The Czech minister of industry and trade, Karel Havlíček, warned this week that alternative energies won’t be able to replace fossil fuels in the country for almost 20 years, and local experts tell me that on the country’s current trajectory it will take longer still. Meanwhile in Poland, an EU directive earlier this year to close the giant Turów lignite mine led Prime Minister Mateusz Morawiecki to warn of an ‘energy disaster’ and ‘huge social problems.’

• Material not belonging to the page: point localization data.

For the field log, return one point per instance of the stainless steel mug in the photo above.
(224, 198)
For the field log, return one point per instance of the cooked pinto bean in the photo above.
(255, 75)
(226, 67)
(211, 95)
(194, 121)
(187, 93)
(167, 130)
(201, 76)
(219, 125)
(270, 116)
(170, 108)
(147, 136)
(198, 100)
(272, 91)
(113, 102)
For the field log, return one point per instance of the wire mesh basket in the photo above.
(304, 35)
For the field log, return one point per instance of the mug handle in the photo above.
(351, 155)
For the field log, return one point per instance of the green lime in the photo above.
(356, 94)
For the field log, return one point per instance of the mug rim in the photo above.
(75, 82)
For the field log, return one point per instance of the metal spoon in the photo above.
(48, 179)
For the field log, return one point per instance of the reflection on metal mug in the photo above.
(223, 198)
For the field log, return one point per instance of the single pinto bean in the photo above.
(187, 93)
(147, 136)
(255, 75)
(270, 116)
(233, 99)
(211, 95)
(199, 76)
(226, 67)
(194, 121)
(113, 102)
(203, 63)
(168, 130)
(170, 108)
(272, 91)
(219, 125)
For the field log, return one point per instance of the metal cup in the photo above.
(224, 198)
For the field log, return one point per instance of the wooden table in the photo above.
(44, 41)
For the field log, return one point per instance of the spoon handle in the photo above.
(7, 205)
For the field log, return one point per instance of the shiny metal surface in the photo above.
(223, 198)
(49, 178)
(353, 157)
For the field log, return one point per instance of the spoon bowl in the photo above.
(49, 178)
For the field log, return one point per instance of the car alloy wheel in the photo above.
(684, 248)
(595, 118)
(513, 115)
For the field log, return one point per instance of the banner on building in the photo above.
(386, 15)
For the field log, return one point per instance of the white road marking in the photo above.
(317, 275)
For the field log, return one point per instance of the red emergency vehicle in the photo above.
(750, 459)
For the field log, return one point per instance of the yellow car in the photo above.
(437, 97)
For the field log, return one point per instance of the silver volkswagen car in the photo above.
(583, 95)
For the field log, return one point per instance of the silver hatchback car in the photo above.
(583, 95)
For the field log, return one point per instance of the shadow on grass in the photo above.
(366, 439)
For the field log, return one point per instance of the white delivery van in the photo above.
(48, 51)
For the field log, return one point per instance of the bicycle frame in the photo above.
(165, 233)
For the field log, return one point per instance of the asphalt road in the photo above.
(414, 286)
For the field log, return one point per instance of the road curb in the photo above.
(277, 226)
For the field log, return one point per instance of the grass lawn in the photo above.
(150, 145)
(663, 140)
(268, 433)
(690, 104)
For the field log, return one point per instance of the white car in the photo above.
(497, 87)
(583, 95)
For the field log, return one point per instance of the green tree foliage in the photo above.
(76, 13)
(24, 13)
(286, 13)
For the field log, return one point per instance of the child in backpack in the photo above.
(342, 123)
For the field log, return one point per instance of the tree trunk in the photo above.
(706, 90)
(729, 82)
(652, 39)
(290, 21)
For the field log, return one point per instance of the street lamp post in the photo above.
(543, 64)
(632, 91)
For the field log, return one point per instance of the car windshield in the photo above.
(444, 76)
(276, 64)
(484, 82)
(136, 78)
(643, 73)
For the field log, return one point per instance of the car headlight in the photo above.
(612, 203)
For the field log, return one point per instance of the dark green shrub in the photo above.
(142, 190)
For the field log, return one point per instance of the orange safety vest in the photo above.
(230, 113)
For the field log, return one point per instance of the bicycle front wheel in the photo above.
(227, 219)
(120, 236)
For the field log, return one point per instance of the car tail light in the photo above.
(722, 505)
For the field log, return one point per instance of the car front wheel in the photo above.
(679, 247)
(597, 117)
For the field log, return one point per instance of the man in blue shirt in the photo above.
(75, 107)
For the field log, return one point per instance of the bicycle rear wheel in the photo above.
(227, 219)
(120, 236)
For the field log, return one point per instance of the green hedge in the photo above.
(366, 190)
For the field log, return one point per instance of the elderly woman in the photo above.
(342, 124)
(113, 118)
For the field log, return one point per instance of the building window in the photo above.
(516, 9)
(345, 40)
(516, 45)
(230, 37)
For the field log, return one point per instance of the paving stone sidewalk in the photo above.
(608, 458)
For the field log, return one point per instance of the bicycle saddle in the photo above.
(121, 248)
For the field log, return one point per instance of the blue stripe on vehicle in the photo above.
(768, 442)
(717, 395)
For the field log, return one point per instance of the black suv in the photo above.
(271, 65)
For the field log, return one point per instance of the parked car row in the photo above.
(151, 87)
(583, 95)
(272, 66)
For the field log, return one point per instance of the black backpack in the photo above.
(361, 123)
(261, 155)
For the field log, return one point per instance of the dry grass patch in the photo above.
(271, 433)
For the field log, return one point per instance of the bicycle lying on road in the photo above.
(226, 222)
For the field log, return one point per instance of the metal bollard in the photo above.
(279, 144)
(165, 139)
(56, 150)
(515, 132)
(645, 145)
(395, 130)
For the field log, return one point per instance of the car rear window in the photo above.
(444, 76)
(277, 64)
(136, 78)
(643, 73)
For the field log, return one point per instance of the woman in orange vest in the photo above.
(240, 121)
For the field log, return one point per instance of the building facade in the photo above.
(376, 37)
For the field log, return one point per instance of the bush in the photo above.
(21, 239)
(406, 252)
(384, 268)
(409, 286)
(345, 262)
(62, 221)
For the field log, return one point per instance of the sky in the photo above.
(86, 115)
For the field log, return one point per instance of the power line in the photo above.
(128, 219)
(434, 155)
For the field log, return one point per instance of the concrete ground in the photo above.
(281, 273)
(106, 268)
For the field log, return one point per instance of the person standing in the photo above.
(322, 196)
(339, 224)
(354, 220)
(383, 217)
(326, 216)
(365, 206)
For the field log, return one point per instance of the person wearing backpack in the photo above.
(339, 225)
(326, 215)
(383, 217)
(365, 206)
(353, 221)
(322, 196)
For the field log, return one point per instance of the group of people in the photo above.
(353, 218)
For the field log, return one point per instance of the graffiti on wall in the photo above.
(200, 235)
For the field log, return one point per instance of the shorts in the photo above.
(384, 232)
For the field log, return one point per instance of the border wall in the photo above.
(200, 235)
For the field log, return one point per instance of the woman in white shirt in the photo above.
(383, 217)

These countries will be more or less dependent on fossil fuels for decades to come. With the ETS making coal an increasingly inefficient economic proposition – and with natural gas supply becoming increasingly subject to the whim of Vladimir Putin as well as increased competition from Asia – they view the future with understandable trepidation.

A recent increase in the price of carbon emissions on the ETS, resulting from the substitution of dreaded coal for missing gas supplies, is now jolting central and eastern European leaders into panic about the direction in which the EU is heading. At an EU summit on Thursday, Czech leader Andrej Babiš demanded the return of 400 million emission allowances to the market to alleviate pressures, after Poland called for the ETS to be suspended altogether.

Having made a slow start in developing alternative energy sources, these countries are now realising that they could face a drawn-out economic catastrophe as a result of spiralling prices and decreasing availability of fossil fuels. Grim omens are already emerging; in the Czech Republic, the bankruptcy of major supplier Bohemia Energy earlier this autumn saw nearly a million customers switched to ruinous emergency contracts with replacement suppliers.

Cases like this raise concerns that the biggest losers of the EU’s emissions reduction drive will ultimately be the citizens of poorer countries which, as a result of historical disadvantage, have always been behind the curve in adopting renewables. Western Europe may be bullish about phasing out fossil fuels – but central and eastern European nations are unlikely to accept entrenched economic inequality as the necessary collateral damage of an energy revolution.